Backup & migrate.

A .sudo-bundle is a single zip file that contains everything you need to recreate an install on a new device. Export one from the Ready screen, restore it on a fresh Pi, and the wizard skips straight to starting services.

What's inside

The zip contains two entries:

1. bundle.json

json
{
  "schemaVersion": 1,
  "sudoRelease": "0.1.0",
  "createdAt": "2026-04-21T10:15:00.000Z",
  "host": { "os": "linux", "arch": "arm64", "platform": "pi" },
  "secrets": {
    "algo": "xchacha20poly1305",
    "kdf": "argon2id",
    "kdfParams": { "opslimit": ..., "memlimit": ..., "salt": "..." },
    "nonce": "...",
    "ciphertext": "..."
  },
  "assistant": { "wakeWord": "Hey Sudo", "accentColor": "amber", "homeName": "Home" },
  "voiceLoop": { "wake_word": { ... }, "stt": { ... }, ... },
  "ha": {
    "exposedEntities": ["light.living_room", "switch.fan", ...],
    "areas": [{ "id": "...", "name": "Bedroom" }],
    "sudoAgentUser": { "username": "sudo_agent", "name": "Sudo Agent" }
  },
  "haConfigArchiveSha256": "ab12…"
}

2. ha-config.tar.gz

A tarball of homeassistant/config/ — your automations, scripts, helpers, areas, and storage.

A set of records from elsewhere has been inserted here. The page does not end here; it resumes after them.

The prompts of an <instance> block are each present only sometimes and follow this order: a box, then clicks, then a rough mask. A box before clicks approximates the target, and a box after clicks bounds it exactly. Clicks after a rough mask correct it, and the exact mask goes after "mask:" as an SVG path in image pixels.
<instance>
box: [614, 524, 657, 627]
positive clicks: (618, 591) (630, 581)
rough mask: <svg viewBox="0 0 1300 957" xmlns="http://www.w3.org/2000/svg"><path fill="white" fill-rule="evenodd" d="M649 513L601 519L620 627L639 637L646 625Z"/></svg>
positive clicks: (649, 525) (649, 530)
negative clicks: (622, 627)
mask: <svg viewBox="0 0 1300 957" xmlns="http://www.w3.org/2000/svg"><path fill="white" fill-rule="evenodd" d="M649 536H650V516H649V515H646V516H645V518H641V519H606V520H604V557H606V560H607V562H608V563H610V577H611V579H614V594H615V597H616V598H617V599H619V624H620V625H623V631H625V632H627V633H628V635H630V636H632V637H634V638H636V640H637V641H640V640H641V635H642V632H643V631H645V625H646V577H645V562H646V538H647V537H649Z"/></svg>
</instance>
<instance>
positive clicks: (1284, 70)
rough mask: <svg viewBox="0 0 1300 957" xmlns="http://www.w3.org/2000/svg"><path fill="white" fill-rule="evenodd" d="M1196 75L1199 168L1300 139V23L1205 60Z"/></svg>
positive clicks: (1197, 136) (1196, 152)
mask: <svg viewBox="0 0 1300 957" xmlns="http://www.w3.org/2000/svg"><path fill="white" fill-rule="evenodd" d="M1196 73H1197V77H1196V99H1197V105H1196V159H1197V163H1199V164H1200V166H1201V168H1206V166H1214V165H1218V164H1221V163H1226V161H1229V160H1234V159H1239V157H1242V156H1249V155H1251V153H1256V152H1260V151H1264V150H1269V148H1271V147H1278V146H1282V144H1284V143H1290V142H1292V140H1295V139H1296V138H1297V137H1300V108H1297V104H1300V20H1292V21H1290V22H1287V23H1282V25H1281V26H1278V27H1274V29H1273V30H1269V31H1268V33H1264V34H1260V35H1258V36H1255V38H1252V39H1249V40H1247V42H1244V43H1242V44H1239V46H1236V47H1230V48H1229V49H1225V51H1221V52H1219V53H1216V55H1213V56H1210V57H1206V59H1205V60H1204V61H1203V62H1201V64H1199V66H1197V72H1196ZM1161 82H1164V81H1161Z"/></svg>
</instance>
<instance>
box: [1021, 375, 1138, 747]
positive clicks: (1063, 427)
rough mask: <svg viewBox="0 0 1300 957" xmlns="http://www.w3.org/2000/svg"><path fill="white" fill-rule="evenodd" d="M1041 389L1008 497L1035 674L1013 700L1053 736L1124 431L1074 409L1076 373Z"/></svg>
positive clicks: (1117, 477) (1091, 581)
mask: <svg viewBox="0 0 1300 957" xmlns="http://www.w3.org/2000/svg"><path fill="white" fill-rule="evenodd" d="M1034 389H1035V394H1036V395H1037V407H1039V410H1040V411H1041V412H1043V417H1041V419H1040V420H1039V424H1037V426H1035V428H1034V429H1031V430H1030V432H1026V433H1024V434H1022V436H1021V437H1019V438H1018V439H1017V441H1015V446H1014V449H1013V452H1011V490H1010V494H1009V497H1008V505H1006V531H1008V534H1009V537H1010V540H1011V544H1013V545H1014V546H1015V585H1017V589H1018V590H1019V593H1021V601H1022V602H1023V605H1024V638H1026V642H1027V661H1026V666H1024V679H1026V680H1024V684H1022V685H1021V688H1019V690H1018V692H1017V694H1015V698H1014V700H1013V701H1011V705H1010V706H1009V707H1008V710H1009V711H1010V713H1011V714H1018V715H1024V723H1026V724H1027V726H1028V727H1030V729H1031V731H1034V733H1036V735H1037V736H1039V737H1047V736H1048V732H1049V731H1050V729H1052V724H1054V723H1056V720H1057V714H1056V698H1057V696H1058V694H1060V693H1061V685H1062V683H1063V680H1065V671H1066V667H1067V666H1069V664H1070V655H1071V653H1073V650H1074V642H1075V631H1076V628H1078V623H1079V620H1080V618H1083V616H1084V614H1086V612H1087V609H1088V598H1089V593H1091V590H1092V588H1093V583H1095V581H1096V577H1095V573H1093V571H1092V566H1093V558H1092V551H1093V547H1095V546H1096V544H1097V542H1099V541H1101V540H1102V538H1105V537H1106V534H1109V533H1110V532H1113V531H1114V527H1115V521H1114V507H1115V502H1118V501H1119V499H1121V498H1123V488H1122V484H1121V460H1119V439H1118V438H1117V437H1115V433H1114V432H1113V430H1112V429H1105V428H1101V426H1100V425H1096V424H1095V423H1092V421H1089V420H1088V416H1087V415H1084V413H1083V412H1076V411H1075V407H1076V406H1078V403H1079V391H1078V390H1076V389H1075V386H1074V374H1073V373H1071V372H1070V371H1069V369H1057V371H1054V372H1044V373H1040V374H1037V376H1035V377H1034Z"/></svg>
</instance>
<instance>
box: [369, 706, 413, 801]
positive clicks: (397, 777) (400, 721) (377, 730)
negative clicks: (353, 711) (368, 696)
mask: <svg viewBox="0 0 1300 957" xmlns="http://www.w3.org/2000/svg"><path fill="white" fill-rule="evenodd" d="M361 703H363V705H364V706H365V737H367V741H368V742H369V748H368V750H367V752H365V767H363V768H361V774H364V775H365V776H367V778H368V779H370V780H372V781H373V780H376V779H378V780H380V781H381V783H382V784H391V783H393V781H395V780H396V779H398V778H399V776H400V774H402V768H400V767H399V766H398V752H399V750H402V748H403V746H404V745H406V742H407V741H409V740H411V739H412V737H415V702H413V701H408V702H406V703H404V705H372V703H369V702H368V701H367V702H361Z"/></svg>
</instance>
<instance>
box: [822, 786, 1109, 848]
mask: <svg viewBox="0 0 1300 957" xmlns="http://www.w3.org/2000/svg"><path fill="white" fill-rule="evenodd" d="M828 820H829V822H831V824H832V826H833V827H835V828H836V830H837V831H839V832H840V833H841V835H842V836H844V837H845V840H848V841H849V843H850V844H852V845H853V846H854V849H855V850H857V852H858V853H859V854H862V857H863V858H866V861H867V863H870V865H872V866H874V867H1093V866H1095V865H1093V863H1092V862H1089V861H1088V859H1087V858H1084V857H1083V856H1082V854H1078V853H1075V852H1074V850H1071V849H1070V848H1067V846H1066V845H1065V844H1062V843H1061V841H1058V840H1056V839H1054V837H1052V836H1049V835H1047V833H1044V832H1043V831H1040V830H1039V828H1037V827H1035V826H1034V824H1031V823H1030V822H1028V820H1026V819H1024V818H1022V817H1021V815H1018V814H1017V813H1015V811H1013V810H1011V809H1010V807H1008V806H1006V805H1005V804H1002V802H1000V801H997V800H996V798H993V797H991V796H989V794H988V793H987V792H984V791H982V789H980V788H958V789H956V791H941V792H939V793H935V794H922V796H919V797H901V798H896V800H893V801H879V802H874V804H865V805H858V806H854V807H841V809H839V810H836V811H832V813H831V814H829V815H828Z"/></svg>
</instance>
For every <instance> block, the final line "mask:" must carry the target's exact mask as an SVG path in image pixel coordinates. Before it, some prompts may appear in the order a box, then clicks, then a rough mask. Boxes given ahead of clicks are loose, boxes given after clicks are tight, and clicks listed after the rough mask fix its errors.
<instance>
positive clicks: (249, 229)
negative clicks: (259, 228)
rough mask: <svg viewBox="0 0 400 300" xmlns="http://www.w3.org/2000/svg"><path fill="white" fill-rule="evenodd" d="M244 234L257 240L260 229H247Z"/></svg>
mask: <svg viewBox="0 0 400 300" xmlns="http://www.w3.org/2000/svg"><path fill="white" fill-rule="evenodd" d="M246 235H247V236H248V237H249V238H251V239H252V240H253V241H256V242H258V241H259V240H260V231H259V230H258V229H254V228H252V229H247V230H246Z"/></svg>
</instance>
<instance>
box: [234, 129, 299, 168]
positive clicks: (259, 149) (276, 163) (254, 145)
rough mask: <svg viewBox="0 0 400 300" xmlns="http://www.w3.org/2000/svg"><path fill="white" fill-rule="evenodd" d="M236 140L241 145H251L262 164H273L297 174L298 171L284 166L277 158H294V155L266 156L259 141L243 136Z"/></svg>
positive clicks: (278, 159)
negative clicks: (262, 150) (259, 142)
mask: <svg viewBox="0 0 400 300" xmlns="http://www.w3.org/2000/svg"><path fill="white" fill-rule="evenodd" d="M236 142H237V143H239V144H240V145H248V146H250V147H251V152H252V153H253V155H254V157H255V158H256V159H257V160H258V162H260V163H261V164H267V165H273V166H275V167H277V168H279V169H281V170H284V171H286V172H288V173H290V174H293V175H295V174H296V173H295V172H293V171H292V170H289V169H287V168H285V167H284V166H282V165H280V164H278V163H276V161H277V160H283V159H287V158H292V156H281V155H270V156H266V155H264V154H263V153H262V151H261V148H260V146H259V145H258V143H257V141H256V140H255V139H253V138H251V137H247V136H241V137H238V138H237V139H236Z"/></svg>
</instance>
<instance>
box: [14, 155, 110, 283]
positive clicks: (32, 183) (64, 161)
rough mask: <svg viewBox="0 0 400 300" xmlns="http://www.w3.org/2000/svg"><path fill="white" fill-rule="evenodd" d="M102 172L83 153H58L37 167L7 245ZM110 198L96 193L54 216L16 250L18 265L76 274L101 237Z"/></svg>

Excludes logs, the SQLite history DB, and auth-provider storage (unless you opt in during export).

Crypto

  • The secrets field holds your .env contents (CLAUDE_API_KEY, HA_TOKEN) encrypted with XChaCha20-Poly1305.
  • The encryption key is derived from your passphrase via Argon2id with a random salt per bundle.
  • The passphrase is chosen at export time. Don't lose it; there is no recovery.
The bundle passphrase is unrelated to any device login — Sudo does not have one. It only protects the encrypted secrets inside the archive, so the bundle can be carried on a USB stick or emailed without leaking your API key.

Exporting

On the Ready screen, type a passphrase into the Export field and click Save bundle. The browser downloads the file; a copy is also kept under onboarding/data/bundles/sudo-<timestamp>.sudo-bundle so you have a local history.

Importing

  1. Run the installer on your new Pi. When the onboarding opens, pick Restore on the second stage.
  2. Upload the .sudo-bundle and enter its passphrase. Sudo decrypts, restores .env, extracts the Home Assistant config tarball, and replaces voice-loop/config.yaml.
  3. The flow continues — Engines and Hello detect the already-onboarded HA and reuse the restored token. You land on Ready without ever filling out a fresh form.

Manual inspection

A .sudo-bundle is just a zip. You can inspect it without running Sudo:

bash
unzip -l sudo-2026-04-21.sudo-bundle
#   Length      Date    Time    Name
#   --------  ----------  -----   ----
#       1842  04-21 10:15   bundle.json
#    1238491  04-21 10:15   ha-config.tar.gz

You can't read secrets.ciphertext without the passphrase, but everything else is plain JSON and a normal tarball.